56 lat temu, we wrześniu toczyła się krwawa wojna o nasz państwowy i narodowy byt. Zdradzona przez sąsiadów Polska uległa nawale hitlerowskich i stalinowskich hord. Corocznie, w tym miesiącu chylimy czoła nad mogiłami tysięcy obrońców, którzy złożyli na ołtarzu ojczyzny to, co dla nich było najcenniejsze – życie. Każdego września z tymi co przeszli szlak bojowy, którym żołnierski, łagierniczy, obozowy i konspiracyjny los pozwolił przetrwać, z tymi, którzy walczyli o narodową tożsamość, o szeroko rozumianą wolność spotykają się żołnierze naszego garnizonu. Także w tym roku podobna wizyta miała miejsce na terenie koszar XVIII Pułku Rakiet. Po zakończeniu okolicznościowej zbiórki złożono kwiaty pod pomnikiem żołnierzy II Armii Wojska Polskiego.
W świadomości Polaków dzień 17 września 1939 roku kojarzy się wyjątkowo negatywnie. Dla Drohobyczan, którzy 50 lat temu docierają do Bolesławca oznacza on początek nowego życia. Dla żołnierzy naszego garnizonu ta data ma jeszcze inne znaczenie. Tego bowiem dnia, 17 września 1945 roku gen. broni Stanisław POPŁAWSKI działając na podstawie dyrektywy Naczelnego Dowództwa WP, wydał rozkaz, w którym stwierdził m.in.: "Z dniem dzisiejszym byłe dowództwo I Armii WP należy uważać za Sztab Śląskiego Okręgu Wojskowego". W składzie nowo utworzonego okręgu znalazły się jednostki I i II Armii WP oraz I Korpusu Pancernego. Wśród nich także te II AWP i I KPanc, które w sąsiadujących z Bolesławcem miejscowościach stacjonowały wiosną 1945 roku przygotowując się do ostatecznej rozgrywki z faszyzmem.

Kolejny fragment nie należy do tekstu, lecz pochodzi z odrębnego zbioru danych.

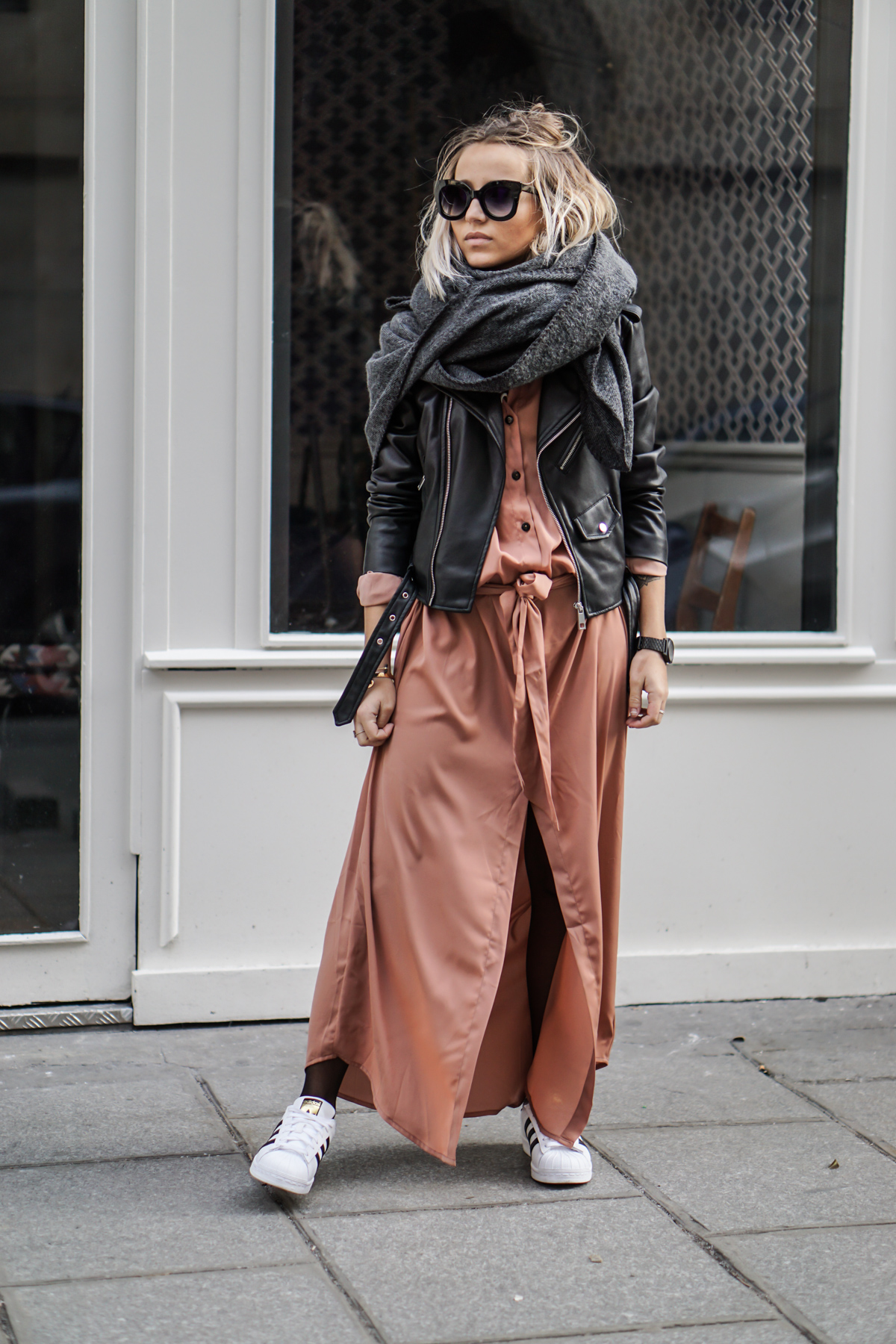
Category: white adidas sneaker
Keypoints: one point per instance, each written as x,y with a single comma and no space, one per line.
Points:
554,1163
292,1155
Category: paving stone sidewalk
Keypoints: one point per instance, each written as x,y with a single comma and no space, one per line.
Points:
744,1192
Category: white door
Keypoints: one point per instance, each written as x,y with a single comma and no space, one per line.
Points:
67,878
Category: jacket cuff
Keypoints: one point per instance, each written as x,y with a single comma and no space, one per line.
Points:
642,566
376,589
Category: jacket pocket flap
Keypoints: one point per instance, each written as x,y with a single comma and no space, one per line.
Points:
598,520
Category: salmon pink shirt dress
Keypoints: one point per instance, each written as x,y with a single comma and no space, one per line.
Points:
422,986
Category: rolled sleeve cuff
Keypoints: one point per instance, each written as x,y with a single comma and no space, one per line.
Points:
379,589
641,566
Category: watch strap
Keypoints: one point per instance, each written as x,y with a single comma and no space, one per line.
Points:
665,648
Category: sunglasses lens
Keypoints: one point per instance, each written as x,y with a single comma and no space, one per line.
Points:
453,199
499,199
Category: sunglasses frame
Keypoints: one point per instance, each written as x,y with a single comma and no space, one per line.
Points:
516,187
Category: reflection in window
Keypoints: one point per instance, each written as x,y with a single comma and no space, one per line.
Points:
722,131
40,351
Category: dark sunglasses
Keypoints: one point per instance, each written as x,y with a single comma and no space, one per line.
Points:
499,199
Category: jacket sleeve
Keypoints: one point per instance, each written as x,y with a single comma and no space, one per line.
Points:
642,488
394,495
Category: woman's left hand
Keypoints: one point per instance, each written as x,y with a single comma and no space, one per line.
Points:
648,673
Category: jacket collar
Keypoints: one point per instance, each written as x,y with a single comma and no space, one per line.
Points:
561,399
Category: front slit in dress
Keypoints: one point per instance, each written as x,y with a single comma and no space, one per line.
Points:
422,987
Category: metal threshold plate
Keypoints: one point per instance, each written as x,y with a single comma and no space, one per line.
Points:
66,1015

Pierwszą po zakończeniu działań wojennych polską jednostką wojskową w Bolesławcu był 13 Pułk Kawalerii, którego trzon stanowili żołnierze frontowego oddziału zaporowego. Z końcem 1945 r. żołnierzy zdemobilizowano, a pułk rozwiązano. Na jego miejsce przybył pułk piechoty. Niedługo polem do obiektów koszarowych wyprowadzonego z miasta pułku radzieckiego z Pstrąża (Strachowa) przybyła brygada artylerii. Na początku lat 60-tych garnizon ukształtował się jako rakietowy. Przez prawie 32 lala istniała XVIII Brygada Artylerii z dwoma dywizjonami rakiet operacyjno – taktycznych w swym składzie. Długo, bo ponad ćwierć wieku, funkcjonował pododdział rozpoznawczy- żołnierzy w czerwonych beretach. Przez kilkanaście lat kwaterował batalion inżynieryjno – budowlany. Obecnie trzon garnizonu stanowią: XVIII Pułk Rakiet i XI Bolesławiecki Pułk Przeciwlotniczy. Dowodzą nimi: płk. dypl. Stanisław CHWOJNICKI (jednocześnie p.o. dowódcy garnizonu) i ppłk. dypl. Bogdan KOŚNY.

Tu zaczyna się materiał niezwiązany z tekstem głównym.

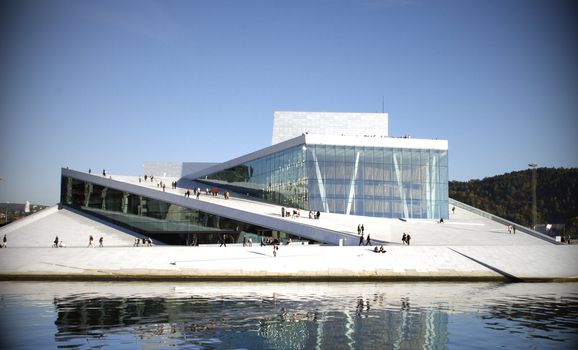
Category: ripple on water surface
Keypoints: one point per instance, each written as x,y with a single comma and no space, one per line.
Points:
216,315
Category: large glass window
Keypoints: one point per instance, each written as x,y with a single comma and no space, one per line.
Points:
347,180
167,222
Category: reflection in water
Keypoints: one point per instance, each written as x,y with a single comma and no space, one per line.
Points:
303,316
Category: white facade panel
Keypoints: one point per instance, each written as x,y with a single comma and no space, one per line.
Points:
288,125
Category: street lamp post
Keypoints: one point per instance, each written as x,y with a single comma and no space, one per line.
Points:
533,166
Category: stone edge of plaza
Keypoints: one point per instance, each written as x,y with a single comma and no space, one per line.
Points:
342,166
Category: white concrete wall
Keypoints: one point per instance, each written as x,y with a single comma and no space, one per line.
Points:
287,125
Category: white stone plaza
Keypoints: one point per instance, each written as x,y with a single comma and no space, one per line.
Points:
337,181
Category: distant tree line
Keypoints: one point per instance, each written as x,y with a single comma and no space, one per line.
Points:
510,196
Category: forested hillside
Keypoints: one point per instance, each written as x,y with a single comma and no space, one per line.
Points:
510,196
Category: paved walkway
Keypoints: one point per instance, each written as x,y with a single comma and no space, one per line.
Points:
464,247
293,262
462,228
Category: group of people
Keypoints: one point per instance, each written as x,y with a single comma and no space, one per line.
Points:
314,215
362,239
58,243
247,241
146,242
296,213
406,238
91,239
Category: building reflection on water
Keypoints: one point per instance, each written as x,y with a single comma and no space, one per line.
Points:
260,322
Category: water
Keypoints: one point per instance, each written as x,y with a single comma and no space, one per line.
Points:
212,315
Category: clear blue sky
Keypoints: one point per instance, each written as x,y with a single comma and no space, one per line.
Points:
113,84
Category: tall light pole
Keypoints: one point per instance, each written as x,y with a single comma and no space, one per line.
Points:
533,166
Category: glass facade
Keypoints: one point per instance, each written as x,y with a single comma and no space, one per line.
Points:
166,222
368,181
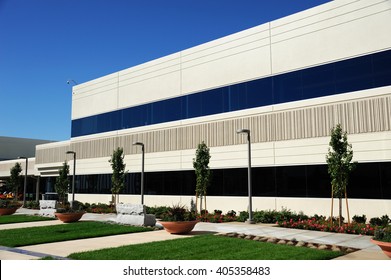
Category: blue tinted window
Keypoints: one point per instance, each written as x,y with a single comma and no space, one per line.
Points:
136,116
381,69
287,87
259,93
166,110
213,102
193,105
237,97
339,77
318,81
353,74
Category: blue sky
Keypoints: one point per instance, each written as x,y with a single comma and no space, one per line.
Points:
44,43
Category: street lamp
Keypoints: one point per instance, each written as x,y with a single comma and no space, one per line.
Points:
142,169
25,181
73,175
250,215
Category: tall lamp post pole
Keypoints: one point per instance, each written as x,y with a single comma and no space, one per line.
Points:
142,169
25,181
250,214
73,176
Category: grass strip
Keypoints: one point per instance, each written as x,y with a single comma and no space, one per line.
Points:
64,232
10,219
206,247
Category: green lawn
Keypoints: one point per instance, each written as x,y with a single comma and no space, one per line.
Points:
206,247
9,219
56,233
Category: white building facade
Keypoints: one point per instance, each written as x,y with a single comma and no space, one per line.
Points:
289,81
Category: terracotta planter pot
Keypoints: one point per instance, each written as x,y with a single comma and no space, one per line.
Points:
7,211
385,246
179,227
69,217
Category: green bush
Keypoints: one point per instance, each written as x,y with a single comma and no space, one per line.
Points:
32,204
359,219
382,221
158,211
383,234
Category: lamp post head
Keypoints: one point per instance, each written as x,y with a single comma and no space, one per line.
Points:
243,131
138,144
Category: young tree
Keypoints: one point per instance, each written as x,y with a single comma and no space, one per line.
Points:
203,173
62,183
340,165
119,173
13,183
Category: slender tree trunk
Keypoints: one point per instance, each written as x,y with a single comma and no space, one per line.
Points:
347,206
205,203
340,211
201,204
196,203
332,206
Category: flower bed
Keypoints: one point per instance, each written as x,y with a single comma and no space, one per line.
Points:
217,217
324,225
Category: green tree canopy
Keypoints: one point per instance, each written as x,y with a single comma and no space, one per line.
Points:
339,161
118,178
340,165
202,171
14,181
62,182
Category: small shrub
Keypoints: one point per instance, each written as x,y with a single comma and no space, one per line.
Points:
158,211
231,213
359,219
32,204
383,234
383,221
243,216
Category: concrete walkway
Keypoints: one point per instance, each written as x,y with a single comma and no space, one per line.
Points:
367,250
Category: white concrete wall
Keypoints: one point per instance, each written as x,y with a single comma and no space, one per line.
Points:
334,31
310,206
368,147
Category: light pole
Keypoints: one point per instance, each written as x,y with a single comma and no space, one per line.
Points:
73,176
250,214
25,181
142,169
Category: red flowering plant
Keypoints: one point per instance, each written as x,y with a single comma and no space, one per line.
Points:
325,225
7,200
217,217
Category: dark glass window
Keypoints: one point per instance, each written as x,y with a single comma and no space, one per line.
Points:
381,69
334,78
213,102
353,74
290,181
193,105
385,179
318,181
318,81
365,181
288,87
259,93
237,97
136,116
166,110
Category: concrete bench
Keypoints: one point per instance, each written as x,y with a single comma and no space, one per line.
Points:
47,208
134,214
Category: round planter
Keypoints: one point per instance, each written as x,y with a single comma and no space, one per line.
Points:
7,211
179,227
69,217
385,246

Godny odnotowania jest udział żołnierzy naszych jednostek w gospodarczym i kulturalnym rozkwicie miasta. Znane są przykłady ofiarności w ratowaniu ludzi i mienia w czasie klęsk żywiołowych. Szczególne miejsce zajmuje pomoc wielu szkołom.
Nie sposób wymienić wszystkich form współpracy, jakie stały się udziałem żołnierzy i społeczeństwa w minionym półwieczu. Pewne jest jednak, że i w przyszłości wojsko, w miarę swoich możliwości udzielać będzie wsparcia wszystkim, którzy go będą potrzebować.